Equivalent of numpy.tobytes and numpy.frombuffer in Julia

Hi! As the topic stated, I once built a Python package that uses numpy.tobytes (source) and numpy.frombuffer (source) when caching things with SQLite.

In Julia, I want to do this with BitArrays instead to save even more space, but cannot find suitable methods to do so. We do have Serialization.serialize and JLD2.jl, but they don’t do quite the same thing. The numpy functions work specifically on arrays and allow us to specify the dtype, eliminating the need of serialization headers. The Julia methods doesn’t provide this convenience.

Are there standard library functions or specific packages I missed that could replace the numpy functions? Or would I have to write the functions myself? Thanks!

If you have an ordinary Array of a bitstype, which is analogous to a numpy array, you can use reinterpret:

julia> a = rand(3)
3-element Vector{Float64}:
 0.3520259358052087
 0.3930310871507644
 0.16629023329978043

julia> reinterpret(UInt8, a)
24-element reinterpret(UInt8, ::Vector{Float64}):
 0x80
 0x23
 0x68
 0xca
 0x97
 0x87
 0xd6
 0x3f
 0x4e
 0xed
 0x67
 0xdc
 0x6b
 0x27
 0xd9
 0x3f
 0xa0
 0x58
 0xd5
 0x94
 0xff
 0x48
 0xc5
 0x3f

But you can also just call write(io, array) to write the raw bytes without calling reinterpret, so I’m a little confused about what you are trying to do.

reinterpret won’t do what you want with a BitArray. The raw storage bytes (which are the bits packed into 64-bit chunks are in somebitarray.chunks:

julia> a = BitArray(rand(Bool, 100));

julia> a.chunks
2-element Vector{UInt64}:
 0x2faeb60b28afdceb
 0x00000006a2d7843a

Aside from serialization headers, the Serialization standard library directly writes the bytes of a.chunks.

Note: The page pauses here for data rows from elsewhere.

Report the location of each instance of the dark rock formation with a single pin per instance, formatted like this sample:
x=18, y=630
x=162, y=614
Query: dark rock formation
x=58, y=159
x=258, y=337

You can also directly call write(io, somebitarray) and read!(io, somebitarray), since BitArray defines specialized write and read! methods that write/read the raw chunks. That seems more like what you want?

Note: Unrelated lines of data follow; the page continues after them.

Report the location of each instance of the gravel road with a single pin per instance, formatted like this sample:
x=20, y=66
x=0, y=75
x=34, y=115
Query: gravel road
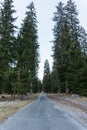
x=42, y=114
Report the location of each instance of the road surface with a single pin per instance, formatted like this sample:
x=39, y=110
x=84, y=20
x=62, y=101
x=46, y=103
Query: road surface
x=42, y=114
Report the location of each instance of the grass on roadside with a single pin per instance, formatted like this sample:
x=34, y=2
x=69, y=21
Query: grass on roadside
x=11, y=108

(Note also that you can use an IOBuffer to write/read to/from an array of bytes rather than a file.)

I knew about reinterpret and BitArray.chunks, but I finally figured that probably the actual problem in my case is that Julia doesn’t seem have a bytes type, which is built into Python (is IOBuffer similar to that?). And I don’t like the idea of storing the results as a BigInt either. To make things clearer, what I wanted to do is storing raw bytes from BitVector.chunks without header (which would be too large since the arrays themselves I’m using wouldn’t be large) as SQLite values, and be able to read that back into a BitVector. JLD2.jl could technically replace SQLite, but the gigantic overhead of metadata is unbearable in my case.

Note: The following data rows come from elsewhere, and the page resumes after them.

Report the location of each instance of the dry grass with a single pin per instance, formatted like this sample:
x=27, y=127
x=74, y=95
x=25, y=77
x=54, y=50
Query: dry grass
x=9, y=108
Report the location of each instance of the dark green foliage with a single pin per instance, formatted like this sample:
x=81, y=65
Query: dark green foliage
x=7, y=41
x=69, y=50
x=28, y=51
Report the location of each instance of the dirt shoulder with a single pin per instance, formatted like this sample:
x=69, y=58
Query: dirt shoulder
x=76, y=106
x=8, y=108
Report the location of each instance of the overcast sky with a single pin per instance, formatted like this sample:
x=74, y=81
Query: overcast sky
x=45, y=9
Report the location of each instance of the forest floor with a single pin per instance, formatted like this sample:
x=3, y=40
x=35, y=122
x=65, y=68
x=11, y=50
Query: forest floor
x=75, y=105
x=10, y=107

The analogue is just Vector{UInt8} (though this is mutable so it is closer to bytearray in Python). (IOBuffer is a wrapper around this that you can read or write with.)

BigInt is totally the wrong type for storing arbitrary byte sequences.

julia> a = BitVector([true, false, true, true, false, true, true, true]);

julia> buf = IOBuffer();

julia> write(buf, a);

julia> bytes = take!(buf)
8-element Vector{UInt8}:
 0xed
 0x00
 0x00
 0x00
 0x00
 0x00
 0x00
 0x00

julia> b = BitVector(undef, 8);

julia> read!(IOBuffer(bytes), b);

julia> b
8-element BitVector:
 1
 0
 1
 1
 0
 1
 1
 1

julia> b == a
true

Thank you! I would look into this and SQLite.jl then.